Apache Spark team has revealed a new venture during a keynote at Spark AI Summit called Project Hydrogen. This new project focuses on eliminating the obstacles faced by organizations from using Spark with various deep learning frameworks such as TensorFlow and MxNet.
The rise of Apache Spark is quite evident from the fact it is one of the highly accepted platforms for big data processing even outperforming other big data frameworks like Hadoop. It has shown a significant growth in the big data field. Due to its excellent functionalities and services, Apache Spark is one of the most used big data unified framework for carrying out data processing, SQL querying, real-time streaming analytics, and machine learning. If you want to understand why Apache Spark is gaining popularity, you can check out our interview with Romeo Kienzler, Chief Data Scientist in the IBM Watson IoT worldwide team.
What are the current limitations of Apache Spark?
Apache Spark works fine when you want to work in the big data field. However, the power of Spark’s single framework breaks down when one tries to use other third-party distributed machine learning or deep learning frameworks. Apache Spark has its own machine learning library called Spark MLlib, which provides noteworthy machine learning functionalities. However looking at the rate of development and research in the machine learning and artificial intelligence domain, data scientists and machine learning practitioners want to explore the power of leading deep learning frameworks such as TensorFlow, Keras, MxNet, Caffe2, and more.
The problem is, Apache Spark and deep learning frameworks don’t play well together. With growing requirement and advanced tasks, Spark users do want to combine Spark together with those frameworks in order to handle complex functionalities. However, the main problem is the incompatibility between the way how Spark scheduler works and other machine learning frameworks works.
Do we have any in-house solutions?
Basically, there are two possible options for combining Spark with other deep learning frameworks,
We will need to use two different clusters to carry out individual work.
As you can see in the preceding image, we have two clusters. All the data processing work which includes data prep, data cleansing and more can be performed in the Spark cluster, the final result is shared to a storage repository (HDFS or S3). The second cluster which is running the distributed machine learning framework can read the data stored in the repository,
This architecture no more follows a unified nature.

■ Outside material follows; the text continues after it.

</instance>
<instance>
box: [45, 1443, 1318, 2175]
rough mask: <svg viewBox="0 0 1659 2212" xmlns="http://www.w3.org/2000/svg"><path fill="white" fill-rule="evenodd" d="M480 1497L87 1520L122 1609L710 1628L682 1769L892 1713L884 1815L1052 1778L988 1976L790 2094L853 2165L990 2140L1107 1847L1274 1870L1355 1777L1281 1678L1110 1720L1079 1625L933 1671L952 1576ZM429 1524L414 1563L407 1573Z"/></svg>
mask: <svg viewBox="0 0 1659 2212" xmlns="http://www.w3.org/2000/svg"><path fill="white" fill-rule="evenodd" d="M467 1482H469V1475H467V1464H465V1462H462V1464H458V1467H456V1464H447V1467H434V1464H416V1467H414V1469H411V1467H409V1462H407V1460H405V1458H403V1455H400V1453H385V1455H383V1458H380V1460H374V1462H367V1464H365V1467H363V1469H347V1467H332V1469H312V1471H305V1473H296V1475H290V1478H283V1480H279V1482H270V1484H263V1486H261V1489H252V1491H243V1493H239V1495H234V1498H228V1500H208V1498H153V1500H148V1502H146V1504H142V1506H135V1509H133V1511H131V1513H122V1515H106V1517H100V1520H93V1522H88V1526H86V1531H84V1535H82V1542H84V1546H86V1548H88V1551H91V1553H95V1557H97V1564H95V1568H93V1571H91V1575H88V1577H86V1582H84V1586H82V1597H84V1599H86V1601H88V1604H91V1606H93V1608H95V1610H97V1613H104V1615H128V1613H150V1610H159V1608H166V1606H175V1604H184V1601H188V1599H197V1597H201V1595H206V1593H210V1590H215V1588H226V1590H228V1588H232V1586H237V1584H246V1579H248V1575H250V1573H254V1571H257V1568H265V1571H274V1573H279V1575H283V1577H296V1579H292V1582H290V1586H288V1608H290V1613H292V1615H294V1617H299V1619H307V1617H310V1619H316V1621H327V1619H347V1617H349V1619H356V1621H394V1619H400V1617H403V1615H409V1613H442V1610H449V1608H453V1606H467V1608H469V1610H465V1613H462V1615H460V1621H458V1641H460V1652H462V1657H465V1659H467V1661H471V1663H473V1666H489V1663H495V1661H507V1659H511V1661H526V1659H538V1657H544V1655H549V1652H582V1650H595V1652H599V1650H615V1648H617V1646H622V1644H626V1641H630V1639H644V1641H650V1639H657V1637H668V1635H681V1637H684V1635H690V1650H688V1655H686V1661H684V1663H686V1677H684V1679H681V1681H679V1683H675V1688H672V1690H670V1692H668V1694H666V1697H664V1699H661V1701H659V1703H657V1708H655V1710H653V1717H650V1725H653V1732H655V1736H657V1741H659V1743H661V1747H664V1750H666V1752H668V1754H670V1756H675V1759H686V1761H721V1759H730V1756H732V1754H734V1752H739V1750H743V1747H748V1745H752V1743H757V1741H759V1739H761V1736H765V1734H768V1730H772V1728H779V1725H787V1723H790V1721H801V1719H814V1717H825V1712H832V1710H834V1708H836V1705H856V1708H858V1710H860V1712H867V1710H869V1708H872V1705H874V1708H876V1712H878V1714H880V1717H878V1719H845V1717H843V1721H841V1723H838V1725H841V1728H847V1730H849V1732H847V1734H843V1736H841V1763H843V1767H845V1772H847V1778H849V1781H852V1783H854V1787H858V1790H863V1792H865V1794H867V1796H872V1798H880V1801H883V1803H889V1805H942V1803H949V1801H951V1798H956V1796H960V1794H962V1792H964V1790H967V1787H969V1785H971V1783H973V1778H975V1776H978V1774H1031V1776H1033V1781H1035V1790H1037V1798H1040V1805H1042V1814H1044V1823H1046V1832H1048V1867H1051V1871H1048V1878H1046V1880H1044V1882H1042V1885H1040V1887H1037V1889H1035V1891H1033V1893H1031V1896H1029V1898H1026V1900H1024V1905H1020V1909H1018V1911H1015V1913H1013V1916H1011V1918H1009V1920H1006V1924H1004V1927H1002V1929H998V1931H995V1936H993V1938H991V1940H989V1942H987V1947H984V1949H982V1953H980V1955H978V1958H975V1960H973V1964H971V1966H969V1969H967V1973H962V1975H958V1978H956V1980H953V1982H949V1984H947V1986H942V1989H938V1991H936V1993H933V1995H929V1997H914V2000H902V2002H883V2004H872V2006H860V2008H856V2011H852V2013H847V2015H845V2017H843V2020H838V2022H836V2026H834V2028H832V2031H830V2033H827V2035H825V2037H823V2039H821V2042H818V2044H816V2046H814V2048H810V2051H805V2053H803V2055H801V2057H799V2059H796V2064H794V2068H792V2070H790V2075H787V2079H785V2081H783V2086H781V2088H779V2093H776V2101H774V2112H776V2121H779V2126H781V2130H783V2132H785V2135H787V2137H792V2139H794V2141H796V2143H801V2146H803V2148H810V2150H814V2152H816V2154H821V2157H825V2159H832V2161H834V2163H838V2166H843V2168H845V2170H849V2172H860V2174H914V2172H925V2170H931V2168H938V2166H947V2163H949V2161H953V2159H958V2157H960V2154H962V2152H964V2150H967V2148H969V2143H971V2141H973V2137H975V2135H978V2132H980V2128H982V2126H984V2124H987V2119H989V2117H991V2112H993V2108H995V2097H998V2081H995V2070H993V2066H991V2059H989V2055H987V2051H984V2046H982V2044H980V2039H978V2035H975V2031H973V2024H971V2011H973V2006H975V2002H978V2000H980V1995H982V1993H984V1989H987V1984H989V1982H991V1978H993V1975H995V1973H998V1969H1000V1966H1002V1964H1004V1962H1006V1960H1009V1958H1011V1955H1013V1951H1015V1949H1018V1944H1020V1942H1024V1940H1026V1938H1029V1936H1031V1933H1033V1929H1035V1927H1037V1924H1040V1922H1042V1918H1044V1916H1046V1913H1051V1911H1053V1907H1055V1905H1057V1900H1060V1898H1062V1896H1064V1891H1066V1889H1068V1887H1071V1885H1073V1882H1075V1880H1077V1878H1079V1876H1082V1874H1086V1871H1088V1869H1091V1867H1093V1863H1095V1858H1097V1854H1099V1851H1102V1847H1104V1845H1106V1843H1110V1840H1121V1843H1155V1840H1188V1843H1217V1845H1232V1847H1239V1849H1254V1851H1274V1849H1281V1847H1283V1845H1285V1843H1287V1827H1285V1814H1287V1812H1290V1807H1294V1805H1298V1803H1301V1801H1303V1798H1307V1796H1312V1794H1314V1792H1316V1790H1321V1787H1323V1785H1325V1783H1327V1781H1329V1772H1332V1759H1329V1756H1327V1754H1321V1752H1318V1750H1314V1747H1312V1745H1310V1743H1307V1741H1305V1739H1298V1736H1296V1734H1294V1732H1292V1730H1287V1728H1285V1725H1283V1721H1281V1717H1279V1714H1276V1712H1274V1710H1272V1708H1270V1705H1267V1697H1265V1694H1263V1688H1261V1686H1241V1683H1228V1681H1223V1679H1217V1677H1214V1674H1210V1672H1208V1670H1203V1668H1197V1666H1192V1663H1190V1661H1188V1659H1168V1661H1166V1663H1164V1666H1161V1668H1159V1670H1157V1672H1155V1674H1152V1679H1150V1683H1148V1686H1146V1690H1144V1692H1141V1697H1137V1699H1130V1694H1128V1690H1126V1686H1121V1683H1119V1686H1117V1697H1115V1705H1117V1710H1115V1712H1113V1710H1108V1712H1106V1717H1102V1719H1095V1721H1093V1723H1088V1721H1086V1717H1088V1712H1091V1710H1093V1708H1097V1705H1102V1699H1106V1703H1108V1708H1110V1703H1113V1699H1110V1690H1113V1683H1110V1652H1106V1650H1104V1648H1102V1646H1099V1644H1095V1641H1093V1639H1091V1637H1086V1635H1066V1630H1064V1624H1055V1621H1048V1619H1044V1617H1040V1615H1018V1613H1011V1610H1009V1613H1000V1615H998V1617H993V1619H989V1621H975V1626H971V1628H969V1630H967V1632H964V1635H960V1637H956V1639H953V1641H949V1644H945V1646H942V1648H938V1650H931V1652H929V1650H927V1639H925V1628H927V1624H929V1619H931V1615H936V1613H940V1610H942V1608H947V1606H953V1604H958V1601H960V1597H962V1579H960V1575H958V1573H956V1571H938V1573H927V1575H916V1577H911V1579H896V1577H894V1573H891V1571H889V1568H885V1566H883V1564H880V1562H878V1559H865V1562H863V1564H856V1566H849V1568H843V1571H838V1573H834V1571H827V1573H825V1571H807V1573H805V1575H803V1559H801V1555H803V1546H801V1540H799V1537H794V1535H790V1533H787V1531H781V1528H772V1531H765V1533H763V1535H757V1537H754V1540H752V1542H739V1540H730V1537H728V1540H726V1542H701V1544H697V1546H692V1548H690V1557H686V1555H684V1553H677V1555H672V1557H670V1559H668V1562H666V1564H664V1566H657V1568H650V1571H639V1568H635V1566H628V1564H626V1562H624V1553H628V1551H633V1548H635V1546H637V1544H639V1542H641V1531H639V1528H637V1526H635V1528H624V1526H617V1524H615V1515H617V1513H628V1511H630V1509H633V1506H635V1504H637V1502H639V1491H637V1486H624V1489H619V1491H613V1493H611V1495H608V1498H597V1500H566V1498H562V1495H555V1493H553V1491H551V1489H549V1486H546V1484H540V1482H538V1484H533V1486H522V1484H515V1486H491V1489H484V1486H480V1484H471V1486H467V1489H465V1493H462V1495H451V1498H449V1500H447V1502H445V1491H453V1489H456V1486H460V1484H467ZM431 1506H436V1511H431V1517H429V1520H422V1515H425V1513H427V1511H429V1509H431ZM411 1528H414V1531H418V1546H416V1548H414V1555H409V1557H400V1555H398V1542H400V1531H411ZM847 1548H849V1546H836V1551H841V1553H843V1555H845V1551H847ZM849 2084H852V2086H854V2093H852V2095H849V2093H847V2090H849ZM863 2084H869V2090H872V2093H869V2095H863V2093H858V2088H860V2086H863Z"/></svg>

One of the core challenges faced is handling these two disparate systems separately since you need to understand how each system work. Each cluster might follow different debugging schemes, different log files, thus making it very difficult to operate.
Some users have tried to tackle all the challenges faced in option 1 such as operational difficulties, debugging, testing challenges and more by implementing option 2. As you can see in the following image, here we have one cluster that runs both Spark and distributed machine learning frameworks. However, the result is not so convincing.
The main problem with this approach is the inconsistency between how both systems work. There is a great difference between how Spark tasks are scheduled and how deep learning tasks are scheduled. In Spark environment, each job is divided into a number of subtasks that are independent of each other. However, deep learning frameworks use different scheduling schemes. Based on the job, they either use MPI or their own custom RPCs for doing communication. Here they assume complete coordination and dependency among their set of tasks.
You can see clear signs of this approach when the tasks fail. For example, as shown in the following figure, in the Spark model, when any task fails, the Spark scheduler simply restarts the single task, and thus the entire job is fully recovered. However, in case of deep learning frameworks, because of complete dependency if any of the tasks fails all the tasks need to be launched again.
The Solution: Project Hydrogen
Project Hydrogen aims to solve all the challenges faced while using Spark and other deep learning frameworks together. It is positioned as a potential solution allowing all the data scientists to plug Spark with other deep learning frameworks. This project uses a new scheduling primitive called Gang scheduler. This primitive addresses the dependencies challenge introduced by the deep learning schedulers as shown in option 2.
In gang scheduling, it has to schedule all or nothing which means it schedule all the tasks in one go or none of the tasks are scheduled at all. This measure will successfully handle the disparity between how both systems work.
Project Hydrogen API is not ready yet. We can expect them to be added to the core Apache Spark project later this year. The primary goal of this project is to embrace all distributed machine learning frameworks in the Spark ecosystem. Thus allowing every other framework to run as smoothly as Apache Spark’s machine learning library MLlib.
Along with Spark support for deep learning frameworks, they are also working on speeding up the data exchanges, which often becomes a potential bottleneck while doing machine learning and deep learning tasks. In order to comfortably use FPGA or GPUs in your latest clusters, Spark is working closely with accelerators.